Sürekli, başarı yolunda çekilecek olan
sıkıntıya odaklanmak ve ödülü görememek de tembelliğe neden olur. Bir insan sonucunda
elde edeceği ödüle odaklanarak, onu düşünerek kendisini motive eder ve bu
şekilde ihtiyacı olan gücü bulur. Cennetin varlık sebebi bile budur. Biz neyi
düşünürsek ona odaklanırız, neye odaklanırsak onu isteriz. Ne istersek
hayatımızda onun için yeni bir yer açar onun için azmeder, onun için çalışırız.
Ne için çalışırsak da onu elde ederiz. Bu yüzden hedefe giden yolda ödüle
odaklanmalı, varacağımız hedefe ulaştığımızda mutlu olacağımızı düşünmeliyiz.
Bu yolda çekeceğimiz sıkıntılara fazlaca takılmamalıyız. Nitekim beklenen gün
gelecekse (ki geçmeyen gün yok) zafere giden yolda çekilen çile kutsaldır.
İç motivasyon ve özgüven başarının temel
şartıdır. Tüm dünya rekorlarının, tarihin seyrini değiştiren tüm olay veya
icatların altında hep özgüven yatar. Kişinin özgüvensiz yetişmesinde
karakteristik özelliklerinin yanında çocukluk yaşantısı da önemlidir. Örneğin,
psikolojide henüz iki yaşındaki bir bebek ihtiyacı olduğunda büyüklerini
yanında bulamazsa büyüdüğünde kendisine ve dışarıya karşı özgüvensiz ve korkak
olur. Özgüven kazanmak sonradan zor da olsa kişinin yine kendi elindedir.

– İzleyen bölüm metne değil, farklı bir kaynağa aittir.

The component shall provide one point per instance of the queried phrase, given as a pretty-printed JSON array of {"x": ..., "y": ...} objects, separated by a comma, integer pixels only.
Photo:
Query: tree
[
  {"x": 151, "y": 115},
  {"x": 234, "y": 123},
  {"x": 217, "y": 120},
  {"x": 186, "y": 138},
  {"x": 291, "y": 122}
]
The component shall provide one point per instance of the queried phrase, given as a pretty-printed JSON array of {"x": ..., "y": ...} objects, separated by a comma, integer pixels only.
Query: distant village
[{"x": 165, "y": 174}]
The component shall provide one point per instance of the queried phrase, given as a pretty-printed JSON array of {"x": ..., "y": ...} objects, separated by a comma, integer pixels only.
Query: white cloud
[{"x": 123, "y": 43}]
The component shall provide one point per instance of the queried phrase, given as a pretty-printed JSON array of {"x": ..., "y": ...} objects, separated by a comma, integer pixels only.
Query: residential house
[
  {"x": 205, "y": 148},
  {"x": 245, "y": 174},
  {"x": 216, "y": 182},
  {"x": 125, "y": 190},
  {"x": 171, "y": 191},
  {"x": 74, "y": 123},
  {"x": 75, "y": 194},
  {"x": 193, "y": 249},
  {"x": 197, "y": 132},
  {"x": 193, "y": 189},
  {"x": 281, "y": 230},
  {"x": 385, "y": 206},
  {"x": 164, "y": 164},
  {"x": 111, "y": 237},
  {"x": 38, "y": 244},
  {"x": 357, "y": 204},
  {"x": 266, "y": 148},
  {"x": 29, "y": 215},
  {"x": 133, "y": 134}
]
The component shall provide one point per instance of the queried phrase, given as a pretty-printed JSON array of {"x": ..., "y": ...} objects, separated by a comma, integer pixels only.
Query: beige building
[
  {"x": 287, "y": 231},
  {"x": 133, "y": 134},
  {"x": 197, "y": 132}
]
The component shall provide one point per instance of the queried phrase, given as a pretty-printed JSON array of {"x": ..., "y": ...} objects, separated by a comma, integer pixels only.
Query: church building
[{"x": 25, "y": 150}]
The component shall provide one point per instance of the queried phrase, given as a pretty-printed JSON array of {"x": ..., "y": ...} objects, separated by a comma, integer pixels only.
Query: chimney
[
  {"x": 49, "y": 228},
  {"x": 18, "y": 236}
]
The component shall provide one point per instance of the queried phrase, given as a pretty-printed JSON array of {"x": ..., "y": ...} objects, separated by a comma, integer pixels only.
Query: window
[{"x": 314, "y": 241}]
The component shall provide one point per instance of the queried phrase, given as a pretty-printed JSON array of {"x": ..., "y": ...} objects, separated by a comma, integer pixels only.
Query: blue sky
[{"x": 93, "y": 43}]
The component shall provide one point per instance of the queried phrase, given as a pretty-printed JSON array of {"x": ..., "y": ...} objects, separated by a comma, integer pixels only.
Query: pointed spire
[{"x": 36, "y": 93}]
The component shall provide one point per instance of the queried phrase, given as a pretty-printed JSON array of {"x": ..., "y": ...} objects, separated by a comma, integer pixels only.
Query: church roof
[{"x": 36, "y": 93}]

Özgüven kazanmak için öncelikle yapacağı işe en iyi şekilde hazırlandıktan
sonra o işi yapmadan önce kişi, beyninde, hayalinde o işin nasıl olacağını
tasarlamalı, hayal etmelidir. Dünya Boks Şampiyonu Muhammed Ali Clay da maça
çıkmadan önce rakibini nasıl yeneceğini, neler yapacağını ve nasıl kazanacağını
planlar, etrafındakilere anlatırmış. İkinci olarak, yaptığımız işi basite
indirgemeli, o işin sanki her gün yaptığımız bir şey olduğuna kendimizi
inandırmalıyız. Üçüncü olarak da asla bir işi yapamayacağımızı düşünmemeli,
geri adım atıp kendimizi geri çekmemeliyiz. Burada kendimden bir örnek vermek
istiyorum. Bir gün 50 kişilik bir gruba benden ney üflemem istenmişti. Bense bu
talebi duyar duymaz aşırı derecede heyecanlandım çünkü b u benim ilk konserim
olacaktı ve beynimde bunu yapamayacağımı, yapamadığımı ya da yapmak
istemediğimi bu 50 kişilik gruba nasıl anlatacağımın senaryolarını kurup
planlarını yaptım. Ama bir an durdum ve beynimdeki tüm bu senaryoları bir
kenara bırakıp sadece elimde ney ile kendimi bu grubun karşısına attım. Sonunda
hiçbir şey kendi ürünüm olan bu hayali ve kötü senaryolardaki gibi olmadı.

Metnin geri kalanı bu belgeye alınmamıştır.